第30話


 翌朝、雲一つない青々とした空を、サトルは虚ろな目で眺めていた。


「全く眠れなった……」


 マリーに救ってもらってから随分と眠っていたようだが、そのつけが来たわけではない。単純に環境が変わった……いや、その環境に気が付いてしまったが故に眠れなかったのだ。


「おはよう! いい朝だね!」


 意気揚々と挨拶をするマリー。


「あぁ……おはよう」


 十分な睡眠をで元気に溢れている様子の彼女を見て、恨めしさや恥ずかしさでまともに顏を見れないサトル。


 昨晩、マリーは気楽な様子でもう少しこの家で療養していけばいいと言ってくれた。行く場所や目的もないサトルとしてはとてもありがたい言葉である。


 これ以上迷惑を掛けるわけにはいかないと頭によぎりつつ、こんな夜中に見知らぬ土地で野宿ができる程、豪胆な精神の持ち主ではない。


 そして眠る際にサトルは自分が床で眠ることを進言した。体調も良くなり、家主のベッドをいつまでも占領し続けるのは悪い。


「別に一緒に寝ればいいじゃない」


 寝床がないなら一緒に寝ればいいじゃない。そんな軽いノリでマリーは言ってのける。


「あ、いや……それはさすがに……」


 サトルも健全なる男子である。そんな甘い誘惑をぶら下げられたら心揺らぐどころか心臓が破裂してしまう。

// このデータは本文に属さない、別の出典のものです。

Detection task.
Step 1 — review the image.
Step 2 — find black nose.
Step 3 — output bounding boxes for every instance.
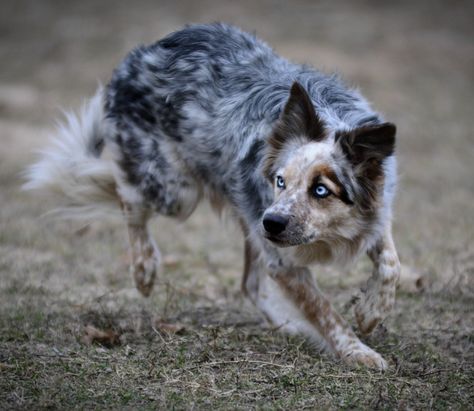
[263,214,289,235]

「もう三日も一緒に寝た仲なのに何を照れてるのかしら」


 マリーから衝撃的な言葉が飛び出した。怪我や疲労で全く覚えていないが、この三日、彼女はサトルの隣で眠っていたらしい。


「い、いや! ちょっとそれは……お、俺も男だぞ⁉」


 これは最早遠慮や配慮と言うよりも、男子の矜持の問題である。彼女は男女が同じベッドに入ることに何も恥ずかさを感じないのだろうか。何も危険を感じないのだろうか。


「も、勿論、なにもしない! け、けど――」

「大丈夫だって、サトルなら何もできないと思うし」


 どうやらマリーはサトルの事を男だと認識していないようであった。


「それに私、騎士団長の娘なのよ? サトルには負ける気がしないかな」


 男としてのプライド的な何かが、多方面から叩き壊されたような感覚に襲われるサトルであった。

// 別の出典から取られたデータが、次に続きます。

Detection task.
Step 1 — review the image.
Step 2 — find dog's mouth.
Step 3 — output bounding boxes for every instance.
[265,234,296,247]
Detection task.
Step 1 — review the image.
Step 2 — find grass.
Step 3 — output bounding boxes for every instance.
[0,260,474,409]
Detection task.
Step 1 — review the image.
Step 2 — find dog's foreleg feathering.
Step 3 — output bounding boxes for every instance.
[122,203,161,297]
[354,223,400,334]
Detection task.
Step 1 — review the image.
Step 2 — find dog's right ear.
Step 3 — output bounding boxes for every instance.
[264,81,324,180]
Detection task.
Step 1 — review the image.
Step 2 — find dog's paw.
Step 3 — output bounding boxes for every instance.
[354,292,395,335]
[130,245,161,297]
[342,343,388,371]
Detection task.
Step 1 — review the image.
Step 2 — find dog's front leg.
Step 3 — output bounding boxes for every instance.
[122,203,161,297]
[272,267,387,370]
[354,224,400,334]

 そんなこんなで、ドレスを脱ぎ、薄い肌着だけとなったマリーとベッドに入る。サトルの短い生涯において出会って来た女性の中で一番綺麗だと思うマリーと、触れ合う程の距離だ。


 そんな状態で眠れるはずもなく、ヘタレのサトルは早々に床へと移動したのであった。


 硬く冷たい床は非常に眠りにくく、柔らかなベッドでしか眠ったことがないようなサトルにはとても快眠できるような環境ではなかった。